Erreur n°3 : confondre résidence fiscale et nationalité
Contrairement aux États-Unis, la France n’impose pas ses citoyens sur la base de la nationalité. Être français ne signifie pas être redevable d’impôts en France. C’est votre lieu de résidence fiscale qui détermine où vous payez vos impôts, pas votre passeport.
Erreur n°4 : ignorer la convention fiscale applicable
Chaque convention est différente et contient des règles spécifiques pour chaque type de revenu. Appliquer les règles générales sans lire la convention spécifique à votre situation peut coûter très cher. Par exemple, certaines conventions attribuent le droit d’imposer les pensions privées au pays de résidence, d’autres au pays source.
Erreur n°5 : ne pas anticiper l’exit tax
Si vous détenez des participations dans des sociétés (parts de SCI, actions de SAS, etc.) d’une valeur supérieure à 800 000 euros ou représentant plus de 50 % des bénéfices d’une société, le transfert de votre résidence fiscale hors de France déclenche l’exit tax. Les plus-values latentes sont calculées et un sursis de paiement est accordé, mais l’impôt reste dû si vous vendez dans les deux ans (UE) ou cinq ans (hors UE) suivant votre départ.
Conclusion : la fiscalité se prépare avant le départ
La fiscalité des expatriés en 2026 est plus complexe que jamais. Les anciens paradis fiscaux se ferment ou se durcissent, les échanges d’informations rendent la dissimulation quasi-impossible, et les règles changent constamment. Mais des opportunités légales existent toujours pour ceux qui prennent le temps de comprendre le système et de structurer correctement leur expatriation.
Le conseil le plus important que nous puissions donner : consultez un avocat fiscaliste spécialisé en mobilité internationale AVANT de partir. Le coût d’une consultation (quelques centaines d’euros) est dérisoire comparé aux redressements fiscaux que subissent ceux qui improvisent. Votre situation fiscale doit être claire, documentée et conforme dès le premier jour de votre expatriation.
FAQ – Fiscalité des expatriés
Quand cesse-t-on d’être résident fiscal français ?

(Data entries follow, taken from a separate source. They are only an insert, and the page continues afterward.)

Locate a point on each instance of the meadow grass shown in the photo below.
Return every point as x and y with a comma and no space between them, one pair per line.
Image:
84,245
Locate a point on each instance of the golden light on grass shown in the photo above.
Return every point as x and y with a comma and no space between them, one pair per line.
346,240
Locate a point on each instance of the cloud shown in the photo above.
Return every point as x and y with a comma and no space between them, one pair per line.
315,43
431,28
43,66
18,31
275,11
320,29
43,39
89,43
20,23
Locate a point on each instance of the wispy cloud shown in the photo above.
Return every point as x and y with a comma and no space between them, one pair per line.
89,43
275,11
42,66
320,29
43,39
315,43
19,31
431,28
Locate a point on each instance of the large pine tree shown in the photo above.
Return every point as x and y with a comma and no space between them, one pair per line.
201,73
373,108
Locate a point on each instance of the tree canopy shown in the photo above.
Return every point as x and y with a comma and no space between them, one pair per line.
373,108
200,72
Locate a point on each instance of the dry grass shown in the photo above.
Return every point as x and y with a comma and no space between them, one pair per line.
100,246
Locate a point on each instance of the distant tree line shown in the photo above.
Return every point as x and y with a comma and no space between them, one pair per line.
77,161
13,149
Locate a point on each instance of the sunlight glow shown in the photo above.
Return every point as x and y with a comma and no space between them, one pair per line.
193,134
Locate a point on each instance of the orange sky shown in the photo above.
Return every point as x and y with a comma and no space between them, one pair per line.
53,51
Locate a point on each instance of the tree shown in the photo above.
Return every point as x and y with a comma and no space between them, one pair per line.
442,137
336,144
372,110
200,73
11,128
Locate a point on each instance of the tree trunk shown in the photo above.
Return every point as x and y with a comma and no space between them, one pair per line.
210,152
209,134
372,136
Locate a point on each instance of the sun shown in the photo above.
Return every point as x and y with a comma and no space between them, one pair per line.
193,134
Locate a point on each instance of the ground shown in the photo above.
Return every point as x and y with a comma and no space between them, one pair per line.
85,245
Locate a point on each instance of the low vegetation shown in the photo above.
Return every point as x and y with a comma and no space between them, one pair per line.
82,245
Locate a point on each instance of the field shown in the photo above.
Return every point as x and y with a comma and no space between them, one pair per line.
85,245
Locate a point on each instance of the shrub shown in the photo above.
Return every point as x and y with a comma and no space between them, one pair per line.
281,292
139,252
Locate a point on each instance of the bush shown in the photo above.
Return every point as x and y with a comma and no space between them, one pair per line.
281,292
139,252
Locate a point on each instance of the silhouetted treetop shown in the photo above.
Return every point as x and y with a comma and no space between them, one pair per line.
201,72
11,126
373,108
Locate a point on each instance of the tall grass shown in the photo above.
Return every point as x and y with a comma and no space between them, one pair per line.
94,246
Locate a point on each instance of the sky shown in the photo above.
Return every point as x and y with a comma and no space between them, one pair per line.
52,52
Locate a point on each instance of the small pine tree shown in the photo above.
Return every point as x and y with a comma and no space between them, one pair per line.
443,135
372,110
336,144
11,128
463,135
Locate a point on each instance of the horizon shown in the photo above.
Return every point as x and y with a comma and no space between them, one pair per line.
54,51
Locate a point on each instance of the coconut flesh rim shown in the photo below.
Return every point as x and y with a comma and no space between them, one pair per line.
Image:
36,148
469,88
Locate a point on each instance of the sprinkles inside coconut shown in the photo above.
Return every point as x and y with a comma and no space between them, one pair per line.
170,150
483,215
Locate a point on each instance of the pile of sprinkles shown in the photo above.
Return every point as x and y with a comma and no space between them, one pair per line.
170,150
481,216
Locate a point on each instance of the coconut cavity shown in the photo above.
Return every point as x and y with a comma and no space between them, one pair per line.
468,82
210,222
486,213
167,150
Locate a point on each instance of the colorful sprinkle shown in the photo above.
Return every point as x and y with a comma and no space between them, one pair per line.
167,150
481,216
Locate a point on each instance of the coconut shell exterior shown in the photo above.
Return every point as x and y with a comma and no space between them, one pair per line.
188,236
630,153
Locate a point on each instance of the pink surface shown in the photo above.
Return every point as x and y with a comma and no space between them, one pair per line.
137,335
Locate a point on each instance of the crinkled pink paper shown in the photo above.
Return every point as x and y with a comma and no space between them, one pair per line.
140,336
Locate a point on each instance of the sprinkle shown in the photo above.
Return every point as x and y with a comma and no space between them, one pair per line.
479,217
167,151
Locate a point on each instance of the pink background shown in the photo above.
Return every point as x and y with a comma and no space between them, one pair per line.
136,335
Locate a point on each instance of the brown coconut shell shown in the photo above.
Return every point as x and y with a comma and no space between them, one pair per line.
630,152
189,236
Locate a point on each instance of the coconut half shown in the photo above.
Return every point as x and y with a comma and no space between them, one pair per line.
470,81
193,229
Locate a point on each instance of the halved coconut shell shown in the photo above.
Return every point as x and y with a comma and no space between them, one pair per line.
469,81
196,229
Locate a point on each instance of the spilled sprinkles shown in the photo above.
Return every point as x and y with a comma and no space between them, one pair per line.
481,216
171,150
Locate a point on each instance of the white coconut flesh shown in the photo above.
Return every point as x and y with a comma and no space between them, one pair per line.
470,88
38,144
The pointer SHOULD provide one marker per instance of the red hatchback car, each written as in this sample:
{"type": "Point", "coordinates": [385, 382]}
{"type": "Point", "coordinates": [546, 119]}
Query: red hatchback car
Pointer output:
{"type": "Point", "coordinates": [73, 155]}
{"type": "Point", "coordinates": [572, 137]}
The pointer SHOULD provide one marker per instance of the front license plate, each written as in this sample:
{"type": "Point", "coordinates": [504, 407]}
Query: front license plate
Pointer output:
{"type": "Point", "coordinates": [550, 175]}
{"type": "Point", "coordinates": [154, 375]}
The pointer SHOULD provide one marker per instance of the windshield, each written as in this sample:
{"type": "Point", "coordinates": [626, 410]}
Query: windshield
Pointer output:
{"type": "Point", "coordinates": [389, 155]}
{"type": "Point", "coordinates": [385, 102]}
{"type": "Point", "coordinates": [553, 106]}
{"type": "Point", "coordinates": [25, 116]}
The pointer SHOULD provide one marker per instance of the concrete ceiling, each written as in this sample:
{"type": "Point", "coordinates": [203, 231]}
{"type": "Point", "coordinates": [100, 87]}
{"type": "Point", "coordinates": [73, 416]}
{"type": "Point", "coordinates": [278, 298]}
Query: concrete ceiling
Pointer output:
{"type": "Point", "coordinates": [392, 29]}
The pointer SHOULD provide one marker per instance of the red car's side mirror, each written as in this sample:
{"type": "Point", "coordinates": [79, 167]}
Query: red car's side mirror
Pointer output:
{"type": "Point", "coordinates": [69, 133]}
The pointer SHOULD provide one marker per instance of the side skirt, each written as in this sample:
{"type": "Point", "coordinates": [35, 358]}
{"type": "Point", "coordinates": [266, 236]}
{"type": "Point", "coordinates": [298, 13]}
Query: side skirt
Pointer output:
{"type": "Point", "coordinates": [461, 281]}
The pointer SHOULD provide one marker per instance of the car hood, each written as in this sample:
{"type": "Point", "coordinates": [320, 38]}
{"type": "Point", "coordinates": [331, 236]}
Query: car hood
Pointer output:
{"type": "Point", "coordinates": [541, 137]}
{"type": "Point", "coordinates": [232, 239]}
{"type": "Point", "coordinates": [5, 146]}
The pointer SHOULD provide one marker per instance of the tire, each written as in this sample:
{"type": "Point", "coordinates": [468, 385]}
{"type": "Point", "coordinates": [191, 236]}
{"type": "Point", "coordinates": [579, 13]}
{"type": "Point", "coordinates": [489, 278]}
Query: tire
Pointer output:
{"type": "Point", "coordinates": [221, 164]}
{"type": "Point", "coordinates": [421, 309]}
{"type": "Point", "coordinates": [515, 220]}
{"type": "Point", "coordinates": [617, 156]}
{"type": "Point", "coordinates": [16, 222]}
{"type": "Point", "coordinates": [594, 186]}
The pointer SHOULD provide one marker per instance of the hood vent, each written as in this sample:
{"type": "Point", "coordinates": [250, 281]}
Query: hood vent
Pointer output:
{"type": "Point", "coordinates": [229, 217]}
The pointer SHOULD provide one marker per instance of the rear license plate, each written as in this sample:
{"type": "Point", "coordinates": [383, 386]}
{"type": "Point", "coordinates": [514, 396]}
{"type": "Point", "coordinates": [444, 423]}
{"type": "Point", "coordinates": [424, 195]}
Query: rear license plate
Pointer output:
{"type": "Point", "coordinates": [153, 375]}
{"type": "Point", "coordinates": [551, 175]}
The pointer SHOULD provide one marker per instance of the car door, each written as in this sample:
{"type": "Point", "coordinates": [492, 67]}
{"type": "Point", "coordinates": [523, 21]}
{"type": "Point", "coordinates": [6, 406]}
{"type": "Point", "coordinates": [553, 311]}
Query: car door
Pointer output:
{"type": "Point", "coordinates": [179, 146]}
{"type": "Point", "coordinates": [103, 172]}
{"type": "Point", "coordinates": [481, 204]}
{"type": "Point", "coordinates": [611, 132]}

Quand votre foyer (famille), votre lieu de séjour principal (plus de 183 jours) et votre centre d’intérêts économiques ne sont plus en France. Les trois critères sont évalués indépendamment, et un seul suffit à maintenir la résidence fiscale française. Le transfert doit être réel et documentable.
La Polynésie Française est-elle un paradis fiscal ?
Elle ne figure sur aucune liste noire car c’est une collectivité française. Mais l’absence d’IRPP en fait effectivement un territoire à fiscalité très réduite pour les personnes physiques. En revanche, les impôts indirects et le coût de la vie élevé compensent partiellement cet avantage.
Peut-on être résident fiscal de nulle part ?
Juridiquement, c’est un vide qui peut se retourner contre vous. Si aucun pays ne vous réclame comme résident fiscal, la France peut considérer que vous êtes toujours résident français (critère du centre d’intérêts économiques). Il est fortement conseillé d’établir une résidence fiscale claire quelque part.
Les crypto-monnaies sont-elles imposables pour les expatriés ?
Oui, dans la majorité des pays. Les plus-values sur crypto-monnaies sont imposables dans votre pays de résidence fiscale. Quelques exceptions existent (Portugal jusqu’en 2023, Malte sous certaines conditions), mais la tendance mondiale est à l’imposition des gains crypto. La France impose les plus-values crypto à 30 % (flat tax) pour les résidents fiscaux français.
Faut-il un avocat fiscaliste pour s’expatrier ?
Ce n’est pas obligatoire, mais c’est très fortement recommandé dès que vos revenus dépassent 50 000 euros par an ou que vous avez un patrimoine significatif. Les erreurs fiscales en matière d’expatriation peuvent coûter des dizaines de milliers d’euros en redressements et pénalités. Une consultation en amont est un investissement, pas une dépense.